New developers are now building town houses, terraces, flats, high rises etc. The days of building one unit on one plot is over and done with. The demands of building multi tenanted units are that residents expect some considerations from the developer, like parking spaces, airconditioner plumbing, fitted kitchens, security gates and external cleaning, generators big enough to supply the whole development instead of individual sets which more than likely will constitute a nuisance to other residents through noise and carbon monoxide pollution.

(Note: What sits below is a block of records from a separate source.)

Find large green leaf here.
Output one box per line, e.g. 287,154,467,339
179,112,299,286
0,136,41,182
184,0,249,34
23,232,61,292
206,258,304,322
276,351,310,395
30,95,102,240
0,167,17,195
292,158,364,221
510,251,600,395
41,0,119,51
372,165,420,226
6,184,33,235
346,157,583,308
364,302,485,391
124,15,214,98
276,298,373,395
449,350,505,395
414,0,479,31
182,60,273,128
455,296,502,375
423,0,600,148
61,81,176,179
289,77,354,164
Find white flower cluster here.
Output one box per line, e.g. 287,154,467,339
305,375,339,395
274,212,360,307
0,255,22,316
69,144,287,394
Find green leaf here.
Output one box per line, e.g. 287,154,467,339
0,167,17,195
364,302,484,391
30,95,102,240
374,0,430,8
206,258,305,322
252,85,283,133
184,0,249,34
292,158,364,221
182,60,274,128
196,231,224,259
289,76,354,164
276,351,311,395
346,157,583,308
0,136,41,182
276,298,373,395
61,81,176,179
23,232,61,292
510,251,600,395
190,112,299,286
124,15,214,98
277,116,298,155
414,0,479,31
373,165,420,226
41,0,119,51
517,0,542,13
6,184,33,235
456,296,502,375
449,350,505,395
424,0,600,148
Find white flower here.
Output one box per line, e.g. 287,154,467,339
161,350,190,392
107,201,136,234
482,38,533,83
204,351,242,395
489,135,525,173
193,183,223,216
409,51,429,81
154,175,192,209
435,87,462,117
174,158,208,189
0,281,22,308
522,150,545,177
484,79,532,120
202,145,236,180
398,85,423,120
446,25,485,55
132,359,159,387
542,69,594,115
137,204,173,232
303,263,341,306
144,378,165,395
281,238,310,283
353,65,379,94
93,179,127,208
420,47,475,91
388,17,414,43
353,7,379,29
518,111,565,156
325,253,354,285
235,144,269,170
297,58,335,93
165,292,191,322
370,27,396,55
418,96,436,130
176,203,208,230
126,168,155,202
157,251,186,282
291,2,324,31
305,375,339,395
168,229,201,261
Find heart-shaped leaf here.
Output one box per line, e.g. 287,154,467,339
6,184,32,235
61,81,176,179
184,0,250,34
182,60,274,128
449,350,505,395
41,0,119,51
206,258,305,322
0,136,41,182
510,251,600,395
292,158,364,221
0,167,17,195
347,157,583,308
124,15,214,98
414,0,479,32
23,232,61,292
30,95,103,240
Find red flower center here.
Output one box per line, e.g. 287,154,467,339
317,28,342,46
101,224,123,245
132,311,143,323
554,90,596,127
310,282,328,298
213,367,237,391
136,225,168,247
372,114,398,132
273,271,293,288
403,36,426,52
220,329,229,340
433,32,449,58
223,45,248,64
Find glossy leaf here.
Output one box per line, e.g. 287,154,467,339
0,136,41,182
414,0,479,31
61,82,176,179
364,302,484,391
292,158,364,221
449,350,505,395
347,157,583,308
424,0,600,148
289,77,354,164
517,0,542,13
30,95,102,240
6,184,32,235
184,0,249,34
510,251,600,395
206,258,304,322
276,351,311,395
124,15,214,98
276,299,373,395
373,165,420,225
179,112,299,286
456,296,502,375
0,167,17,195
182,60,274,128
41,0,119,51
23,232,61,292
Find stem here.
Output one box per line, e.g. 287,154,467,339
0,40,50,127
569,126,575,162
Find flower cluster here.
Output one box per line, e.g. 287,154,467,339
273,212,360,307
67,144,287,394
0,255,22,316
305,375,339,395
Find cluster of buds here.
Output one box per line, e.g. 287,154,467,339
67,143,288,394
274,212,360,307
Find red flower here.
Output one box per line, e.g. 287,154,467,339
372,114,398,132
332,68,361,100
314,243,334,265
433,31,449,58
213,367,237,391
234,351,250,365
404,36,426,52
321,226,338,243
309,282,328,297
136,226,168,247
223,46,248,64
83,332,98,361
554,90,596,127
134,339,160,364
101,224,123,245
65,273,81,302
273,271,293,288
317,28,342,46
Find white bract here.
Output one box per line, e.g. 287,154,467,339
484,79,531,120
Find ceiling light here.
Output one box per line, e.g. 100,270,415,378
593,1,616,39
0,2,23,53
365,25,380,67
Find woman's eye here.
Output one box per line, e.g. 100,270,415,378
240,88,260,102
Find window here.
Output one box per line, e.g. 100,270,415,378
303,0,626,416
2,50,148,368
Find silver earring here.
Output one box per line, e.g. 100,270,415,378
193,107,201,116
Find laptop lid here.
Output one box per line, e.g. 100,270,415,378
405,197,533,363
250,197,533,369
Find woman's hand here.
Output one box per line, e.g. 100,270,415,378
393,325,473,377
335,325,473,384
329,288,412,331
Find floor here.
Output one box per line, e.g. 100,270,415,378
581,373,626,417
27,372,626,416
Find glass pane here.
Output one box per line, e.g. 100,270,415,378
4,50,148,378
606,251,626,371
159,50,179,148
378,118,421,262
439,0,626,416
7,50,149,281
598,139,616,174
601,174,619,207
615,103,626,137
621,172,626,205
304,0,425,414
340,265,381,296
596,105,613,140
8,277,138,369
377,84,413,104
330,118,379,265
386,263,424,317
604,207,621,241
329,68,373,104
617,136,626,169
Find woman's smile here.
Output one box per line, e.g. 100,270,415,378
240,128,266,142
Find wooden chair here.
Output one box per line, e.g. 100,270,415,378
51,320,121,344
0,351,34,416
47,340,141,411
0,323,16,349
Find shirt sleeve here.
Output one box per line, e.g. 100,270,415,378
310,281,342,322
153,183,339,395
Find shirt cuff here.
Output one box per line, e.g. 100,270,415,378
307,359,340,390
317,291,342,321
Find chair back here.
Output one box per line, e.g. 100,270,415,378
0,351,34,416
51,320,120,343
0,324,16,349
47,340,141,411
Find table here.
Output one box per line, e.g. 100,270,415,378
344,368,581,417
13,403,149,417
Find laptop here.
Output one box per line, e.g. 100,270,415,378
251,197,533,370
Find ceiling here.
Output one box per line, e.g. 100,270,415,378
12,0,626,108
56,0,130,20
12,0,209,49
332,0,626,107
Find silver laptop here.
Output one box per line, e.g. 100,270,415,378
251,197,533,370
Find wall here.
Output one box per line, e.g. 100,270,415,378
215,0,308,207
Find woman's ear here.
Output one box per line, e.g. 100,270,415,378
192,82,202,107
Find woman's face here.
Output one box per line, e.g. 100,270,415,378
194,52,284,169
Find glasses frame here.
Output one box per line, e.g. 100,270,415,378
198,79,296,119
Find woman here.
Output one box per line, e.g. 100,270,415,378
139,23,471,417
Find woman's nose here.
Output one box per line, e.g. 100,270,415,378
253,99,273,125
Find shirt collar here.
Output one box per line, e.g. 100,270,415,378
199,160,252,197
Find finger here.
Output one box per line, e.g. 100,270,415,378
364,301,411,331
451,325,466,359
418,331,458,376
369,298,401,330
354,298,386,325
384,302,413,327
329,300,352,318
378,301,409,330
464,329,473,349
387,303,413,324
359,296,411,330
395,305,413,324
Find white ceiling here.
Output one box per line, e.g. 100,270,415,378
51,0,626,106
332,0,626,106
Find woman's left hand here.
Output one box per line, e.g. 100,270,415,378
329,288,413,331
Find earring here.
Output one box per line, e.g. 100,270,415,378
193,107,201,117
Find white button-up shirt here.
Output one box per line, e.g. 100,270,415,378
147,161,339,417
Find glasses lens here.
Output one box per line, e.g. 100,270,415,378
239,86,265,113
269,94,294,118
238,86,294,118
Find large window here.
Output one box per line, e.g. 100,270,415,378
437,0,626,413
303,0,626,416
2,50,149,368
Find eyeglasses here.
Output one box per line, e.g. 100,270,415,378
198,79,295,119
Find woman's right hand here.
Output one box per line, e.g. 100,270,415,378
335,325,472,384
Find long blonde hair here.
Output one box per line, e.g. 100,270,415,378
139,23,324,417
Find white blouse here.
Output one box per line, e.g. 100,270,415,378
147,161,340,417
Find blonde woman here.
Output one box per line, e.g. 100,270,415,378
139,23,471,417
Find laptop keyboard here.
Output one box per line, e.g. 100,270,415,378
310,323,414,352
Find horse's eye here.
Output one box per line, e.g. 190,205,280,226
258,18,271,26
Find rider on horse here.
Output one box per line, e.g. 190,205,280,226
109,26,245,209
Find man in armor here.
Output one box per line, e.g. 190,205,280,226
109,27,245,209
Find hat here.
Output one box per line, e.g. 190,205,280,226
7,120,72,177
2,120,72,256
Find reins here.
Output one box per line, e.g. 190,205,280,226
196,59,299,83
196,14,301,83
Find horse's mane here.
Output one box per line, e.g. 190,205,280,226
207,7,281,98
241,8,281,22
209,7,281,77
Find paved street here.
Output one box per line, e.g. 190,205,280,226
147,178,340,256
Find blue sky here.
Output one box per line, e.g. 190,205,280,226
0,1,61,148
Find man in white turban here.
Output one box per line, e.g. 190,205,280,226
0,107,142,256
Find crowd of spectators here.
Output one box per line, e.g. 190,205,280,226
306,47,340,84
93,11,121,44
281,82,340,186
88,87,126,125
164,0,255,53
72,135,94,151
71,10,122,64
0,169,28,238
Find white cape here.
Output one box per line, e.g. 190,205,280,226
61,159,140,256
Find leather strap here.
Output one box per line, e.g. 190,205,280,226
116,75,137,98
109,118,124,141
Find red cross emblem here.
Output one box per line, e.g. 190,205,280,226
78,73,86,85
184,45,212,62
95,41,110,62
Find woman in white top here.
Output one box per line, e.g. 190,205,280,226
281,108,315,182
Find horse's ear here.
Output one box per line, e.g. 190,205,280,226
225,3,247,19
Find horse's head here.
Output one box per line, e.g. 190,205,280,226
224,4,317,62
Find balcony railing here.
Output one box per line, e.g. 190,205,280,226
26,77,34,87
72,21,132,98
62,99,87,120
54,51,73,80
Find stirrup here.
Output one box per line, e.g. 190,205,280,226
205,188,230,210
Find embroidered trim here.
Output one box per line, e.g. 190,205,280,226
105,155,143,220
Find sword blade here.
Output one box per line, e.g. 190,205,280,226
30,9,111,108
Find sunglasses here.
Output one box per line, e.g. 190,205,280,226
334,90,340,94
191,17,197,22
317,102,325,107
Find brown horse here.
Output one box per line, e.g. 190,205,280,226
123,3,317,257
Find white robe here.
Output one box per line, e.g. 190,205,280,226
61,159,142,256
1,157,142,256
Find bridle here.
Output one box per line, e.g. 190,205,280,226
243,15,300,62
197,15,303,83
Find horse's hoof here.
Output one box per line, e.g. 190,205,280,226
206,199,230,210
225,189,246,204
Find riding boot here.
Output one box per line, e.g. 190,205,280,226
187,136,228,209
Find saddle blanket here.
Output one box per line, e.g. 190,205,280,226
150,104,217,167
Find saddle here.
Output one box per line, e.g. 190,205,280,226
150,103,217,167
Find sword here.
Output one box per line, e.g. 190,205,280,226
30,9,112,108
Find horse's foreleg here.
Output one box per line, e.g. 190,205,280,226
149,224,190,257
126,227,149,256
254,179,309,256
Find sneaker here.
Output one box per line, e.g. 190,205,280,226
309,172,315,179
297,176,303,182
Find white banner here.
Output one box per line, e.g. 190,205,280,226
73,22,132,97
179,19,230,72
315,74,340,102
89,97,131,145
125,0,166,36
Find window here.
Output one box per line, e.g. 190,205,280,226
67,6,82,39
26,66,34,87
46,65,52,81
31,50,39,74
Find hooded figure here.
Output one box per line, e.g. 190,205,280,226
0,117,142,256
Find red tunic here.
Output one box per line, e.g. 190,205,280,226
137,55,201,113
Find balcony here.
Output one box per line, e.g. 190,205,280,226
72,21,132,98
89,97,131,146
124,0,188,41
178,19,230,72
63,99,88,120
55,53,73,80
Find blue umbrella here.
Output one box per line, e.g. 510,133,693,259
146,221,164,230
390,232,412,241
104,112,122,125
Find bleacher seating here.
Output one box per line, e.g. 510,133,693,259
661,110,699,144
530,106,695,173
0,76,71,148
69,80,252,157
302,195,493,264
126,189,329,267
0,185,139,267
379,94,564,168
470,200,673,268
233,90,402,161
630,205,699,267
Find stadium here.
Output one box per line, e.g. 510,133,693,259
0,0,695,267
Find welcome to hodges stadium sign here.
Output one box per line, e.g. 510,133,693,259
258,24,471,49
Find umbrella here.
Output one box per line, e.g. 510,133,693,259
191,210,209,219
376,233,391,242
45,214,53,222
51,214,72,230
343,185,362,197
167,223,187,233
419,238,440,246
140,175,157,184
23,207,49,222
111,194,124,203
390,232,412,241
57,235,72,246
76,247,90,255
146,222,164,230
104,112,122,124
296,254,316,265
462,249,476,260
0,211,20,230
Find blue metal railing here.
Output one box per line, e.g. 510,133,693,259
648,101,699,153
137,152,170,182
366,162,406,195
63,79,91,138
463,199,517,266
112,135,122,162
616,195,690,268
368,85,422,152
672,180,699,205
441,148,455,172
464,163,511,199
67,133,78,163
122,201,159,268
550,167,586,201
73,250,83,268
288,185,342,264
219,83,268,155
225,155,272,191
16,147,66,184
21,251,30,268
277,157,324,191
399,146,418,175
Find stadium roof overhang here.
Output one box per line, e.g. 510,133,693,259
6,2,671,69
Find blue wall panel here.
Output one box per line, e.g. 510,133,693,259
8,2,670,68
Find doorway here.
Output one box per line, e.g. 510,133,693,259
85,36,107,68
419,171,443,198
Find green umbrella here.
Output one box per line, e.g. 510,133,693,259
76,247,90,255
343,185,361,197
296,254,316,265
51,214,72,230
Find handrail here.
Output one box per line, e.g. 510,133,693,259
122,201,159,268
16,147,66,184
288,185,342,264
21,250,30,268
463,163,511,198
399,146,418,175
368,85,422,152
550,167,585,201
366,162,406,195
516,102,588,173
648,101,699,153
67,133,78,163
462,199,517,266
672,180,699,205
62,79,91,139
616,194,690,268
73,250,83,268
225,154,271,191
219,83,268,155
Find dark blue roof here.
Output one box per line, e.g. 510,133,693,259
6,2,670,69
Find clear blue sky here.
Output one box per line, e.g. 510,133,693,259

 If one takes time to look, you will find affordable land and properties that are set to rise in price in the near future


I have written about this many times in the past five years but power supply is unfortunately getting worse. Getting access to reasonable supply of electricity by PHCN is getting less and less by the day despite repeated empty government promises and DISCO take over’s. Some areas have not had more than one hours supply in total in the last two weeks. People are spending hundreds of thousands to fuel their generators, just to have some reasonable quality of life, yet are still being hit with astronomically over inflated PHCN bills that do not reflect their supply and meter readings that they have fought so hard over the years to get installed and now the meters are installed, the readings are being ignored?

The country has been promised increased megawatts of power every other day for the last ten years or more. The latest being 10,000mw by the end of July 2014. In the last few years these promises were made by the Power Ministers and went out to privatisation, yet it seems that with each passing day and power report we receive, it is to say that one power station has closed down or a leak was detected in one or another plant. We are urged to be patient, yet it seems nothing is being done apart from blame being thrown about. Apart from a couple of years ago when a former Minister of Power as in charge and we could obviously see some improvements, we are yet to see any benefits of the current privatisation initiative. The current power output stands at about 2,500mw; five years ago it was 3,200mw.

We must however continue to rely on our trusted generators to power our homes and businesses and hope that one fine day we will see stable supply.  Estates must now provide power as part of its services in order to get buyers and renters. Individual home owners must now factor in two or more generators in their budget as well as servicing, fuelling and replacement of the generators. Interestingly, it is reported that Nigeria is the largest importer and user of generator sets in the world. It appears that we may hold this important title for many more years to come.